これでAF-S NIKKOR 14-24mm f/2.8G EDの開放と明るさは同じになります。
ピントが合っているであろう部分を切り取っています。
シグマ 14mm f1.8 DG HSMのf値を1.5絞り分、絞りましたのでシャープネスが違います。
開放で撮影するとどうしても描写が甘くなります。
ですから、同じ条件なら1.5段階絞ることが出来るシグマ 14mm f1.8 DG HSMが有利です。
実際に撮影したものを比較(絞り込み撮影)
両製品の大きな違いは開放時のf値。
しかし、実際の撮影ではある程度絞り込むことが多いと思います。
ではf8にした場合の描写を比較してみましょう。
ここまで絞り込むと両製品の描写に大きな違いはありません。
ただ一点気になるのは「樽型歪み」
背景のブロック塀にご注目ください。
シグマ 14mm f1.8 DG HSMがほぼ一直線であるのに対し、AF-S NIKKOR 14-24mm f/2.8G EDは若干円弧を描いているように見えます。
これが樽型の歪み。
レンズの特性ですから仕方がないといえば仕方がないのですが、こういった症状が出ることは頭に入れておいた方が良いと思います。
実際に撮影したものを比較(最短距離での撮影)
この2台のレンズは最短撮影距離が違います。
シグマ 14mm f1.8 DG HSM→0.27m
AF-S NIKKOR 14-24mm f/2.8G ED→0.3m(18mm未満の場合)
これが撮影にどう影響するか比較してみます。
被写体との距離の差はわずか3cmの差ですが、超広角の世界では大きな違いが生まれます。

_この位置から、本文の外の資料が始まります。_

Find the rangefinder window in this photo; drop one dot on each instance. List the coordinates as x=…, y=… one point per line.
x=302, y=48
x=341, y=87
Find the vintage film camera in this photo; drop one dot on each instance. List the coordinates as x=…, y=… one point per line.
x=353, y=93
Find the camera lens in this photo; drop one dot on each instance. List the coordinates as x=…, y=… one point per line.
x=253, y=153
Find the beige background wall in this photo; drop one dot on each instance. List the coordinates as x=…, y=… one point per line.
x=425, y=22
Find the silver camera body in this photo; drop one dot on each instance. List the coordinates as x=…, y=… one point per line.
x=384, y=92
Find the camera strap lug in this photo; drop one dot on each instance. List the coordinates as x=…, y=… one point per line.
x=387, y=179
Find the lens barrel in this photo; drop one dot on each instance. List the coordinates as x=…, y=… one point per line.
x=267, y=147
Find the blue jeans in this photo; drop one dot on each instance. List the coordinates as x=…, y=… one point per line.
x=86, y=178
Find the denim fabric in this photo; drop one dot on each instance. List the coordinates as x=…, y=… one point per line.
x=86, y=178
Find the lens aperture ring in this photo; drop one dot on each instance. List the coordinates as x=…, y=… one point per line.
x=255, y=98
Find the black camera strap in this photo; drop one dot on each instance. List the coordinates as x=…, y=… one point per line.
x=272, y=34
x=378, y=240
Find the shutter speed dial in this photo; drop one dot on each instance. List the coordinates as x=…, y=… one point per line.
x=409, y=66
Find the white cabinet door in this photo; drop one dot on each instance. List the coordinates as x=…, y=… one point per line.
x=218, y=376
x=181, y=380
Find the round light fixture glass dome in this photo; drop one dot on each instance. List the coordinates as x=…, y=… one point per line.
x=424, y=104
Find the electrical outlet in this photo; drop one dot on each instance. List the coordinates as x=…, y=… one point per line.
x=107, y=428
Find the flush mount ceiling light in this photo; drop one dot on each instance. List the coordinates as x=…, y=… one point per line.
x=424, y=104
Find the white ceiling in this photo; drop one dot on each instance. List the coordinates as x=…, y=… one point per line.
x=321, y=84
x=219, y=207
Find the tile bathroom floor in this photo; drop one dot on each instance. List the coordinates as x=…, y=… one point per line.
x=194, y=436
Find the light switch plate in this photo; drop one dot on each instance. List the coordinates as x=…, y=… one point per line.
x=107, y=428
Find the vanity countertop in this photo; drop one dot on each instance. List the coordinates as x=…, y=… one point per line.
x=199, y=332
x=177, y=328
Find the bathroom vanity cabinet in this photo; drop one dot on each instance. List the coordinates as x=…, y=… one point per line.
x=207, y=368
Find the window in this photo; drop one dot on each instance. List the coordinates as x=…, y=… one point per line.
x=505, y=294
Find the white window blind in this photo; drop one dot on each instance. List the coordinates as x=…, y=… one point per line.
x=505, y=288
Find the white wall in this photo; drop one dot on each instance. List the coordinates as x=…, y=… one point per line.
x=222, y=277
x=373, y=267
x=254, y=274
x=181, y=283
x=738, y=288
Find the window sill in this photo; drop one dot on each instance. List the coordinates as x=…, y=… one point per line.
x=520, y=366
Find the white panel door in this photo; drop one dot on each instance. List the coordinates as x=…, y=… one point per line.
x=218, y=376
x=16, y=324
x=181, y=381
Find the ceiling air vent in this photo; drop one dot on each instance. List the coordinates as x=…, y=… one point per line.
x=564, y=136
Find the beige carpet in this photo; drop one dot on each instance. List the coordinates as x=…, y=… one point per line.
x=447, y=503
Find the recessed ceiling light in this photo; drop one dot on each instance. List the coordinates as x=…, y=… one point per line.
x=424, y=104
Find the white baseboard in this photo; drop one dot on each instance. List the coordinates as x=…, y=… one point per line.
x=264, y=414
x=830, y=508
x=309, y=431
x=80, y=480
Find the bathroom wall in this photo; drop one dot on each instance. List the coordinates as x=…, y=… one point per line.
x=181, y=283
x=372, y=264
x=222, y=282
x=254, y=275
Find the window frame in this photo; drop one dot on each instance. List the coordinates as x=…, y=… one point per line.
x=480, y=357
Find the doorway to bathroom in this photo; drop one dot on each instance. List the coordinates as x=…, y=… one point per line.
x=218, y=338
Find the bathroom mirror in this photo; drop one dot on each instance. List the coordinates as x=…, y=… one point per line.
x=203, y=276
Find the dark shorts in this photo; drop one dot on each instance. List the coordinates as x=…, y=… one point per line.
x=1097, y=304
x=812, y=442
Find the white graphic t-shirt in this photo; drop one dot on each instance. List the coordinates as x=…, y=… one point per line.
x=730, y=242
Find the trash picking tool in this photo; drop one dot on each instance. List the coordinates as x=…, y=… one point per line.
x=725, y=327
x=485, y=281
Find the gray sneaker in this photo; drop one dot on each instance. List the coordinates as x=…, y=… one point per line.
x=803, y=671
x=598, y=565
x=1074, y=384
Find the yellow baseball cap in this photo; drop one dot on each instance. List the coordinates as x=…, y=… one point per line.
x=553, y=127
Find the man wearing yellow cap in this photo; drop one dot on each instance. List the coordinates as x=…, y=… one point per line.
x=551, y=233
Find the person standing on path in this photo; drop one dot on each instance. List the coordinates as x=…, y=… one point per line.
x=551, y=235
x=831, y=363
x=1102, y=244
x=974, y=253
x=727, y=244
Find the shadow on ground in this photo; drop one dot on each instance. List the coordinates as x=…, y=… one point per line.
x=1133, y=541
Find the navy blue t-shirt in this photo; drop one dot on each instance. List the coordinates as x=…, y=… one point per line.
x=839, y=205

また、接写すればするほど被写体と背景の差が大きくなるため、ボケ味も大きくなります。
ですから、綺麗なボケ味を作るならシグマ 14mm f1.8 DG HSMの方が有利でしょう。
背景ボケは望遠レンズだけの世界ではありません。
超広角レンズでも、撮影距離とf値によっては大きなボケが生まれるのです。
実際に撮影したものを比較(星空)
あまり時間も無かったので本格的な撮影は出来ませんでした。
シグマ 14mm f1.8 DG HSMを天体用レンズとして購入する人もいるようです。
どちらも開放で撮影しました。
取って出しで無加工。
当たり前のことですが1.5絞り分明るいので、シグマ 14mm f1.8 DG HSMの方が星は沢山写ります。
ただ、住宅街ですので光害が多く、これ以上の露出となると夜空が白けてしまいます。
いずれ、星空スポットで比較撮影してみましょう。
AF-S NIKKOR 14-24mm f/2.8G EDは天体写真用として愛用しているユーザーも多いです。
中には他社のボディにマウントアダプターを取り付けて、無理矢理装着している人もいるぐらいです。
昼間の撮影では14mm f1.8 DG HSMの仕上がりを実感しました。
天体写真も期待できそうです。
ネックは重量
シグマ 14mm f1.8 DG HSMは重量が1,230gもあります。
AF-S NIKKOR 14-24mm f/2.8G EDが、970gですので、持ち比べると圧倒的に重く感じてしまいます。
重いという事は三脚への負担も大きくなります。
特に星空撮影の場合、一眼カメラ用三脚では苦しいかもしれません。
中判用三脚の方が安全です。
バランスを崩して倒してしまっては元も子もありません。
画質は良いのですが、機動性に欠けます。
より良い画質で時間をかけて撮影したいならシグマ 14mm f1.8 DG HSM。
携帯性と画質を両立させたいなら、AF-S NIKKOR 14-24mm f/2.8G EDといった使い分けが良いかと思います。
シグマ 14mm f1.8 DG HSMは、AF-S NIKKOR 14-24mm f/2.8G EDでは撮影できない世界を見せてくれる1本です。
通常の撮影で物足りない人には、手に入れておきたい1本かもしれませんね。